Before determining the compensation of the entity which suffers damage, it is necessary to examine the allocation of risks between the parties involved in the reorganization. The main problem in this area is the lack of perfectly comparable data in this case. There are no two identical reorganizations from one company to another. Consequently, the analysis of the degree of risk borne by each subsidiary of a group is based on two elements :

  • Risk control : ability to make the decision to bear the risk
  • The financial capacity to bear the risk : entity capable of assuming the risk allocated to it financially

Compensation for the entity undergoing restructuring

According to the OECD, a breach of an existing agreement does not necessarily give rise to compensation for the damage suffered.
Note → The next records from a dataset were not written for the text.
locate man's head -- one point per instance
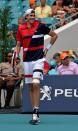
(17, 60)
(32, 4)
(59, 2)
(56, 57)
(30, 15)
(43, 2)
(65, 59)
(9, 57)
To determine whether to pay compensation or not, the following points should be considered :

  • Facts and circumstances of the restructuring
  • Contractual terms binding each of the parties
  • Realistic options available to each stakeholder in the restructuring

This is explained by the fact that an independent entity would not accept that a contract be broken without compensation. OECD publications, including the latest applicable guidelines, give few details on how to set this compensation. Therefore, practice should be used to determine the level of compensation. More specifically, the objective will be to determine what a third party would claim as an amount of compensation. This will ensure compliance with the arm’s length principle, the current founding principle of transfer pricing.

Key challenges for companies and for governments

Nowadays, the loss of income for the tax authorities remains colossal. This explains the adoption of reinforced measures to justify transfer pricing policies, with the BEPS project. Despite these significant advances, there is still no international tax coordination. This makes it more difficult to set up a global governance regulating the shifting of profits. Recently, the Covid-19 crisis has further worsened the situation. In the absence of clear guidelines, companies will need to further substantiate the impact of the restructuring on their transfer pricing policies.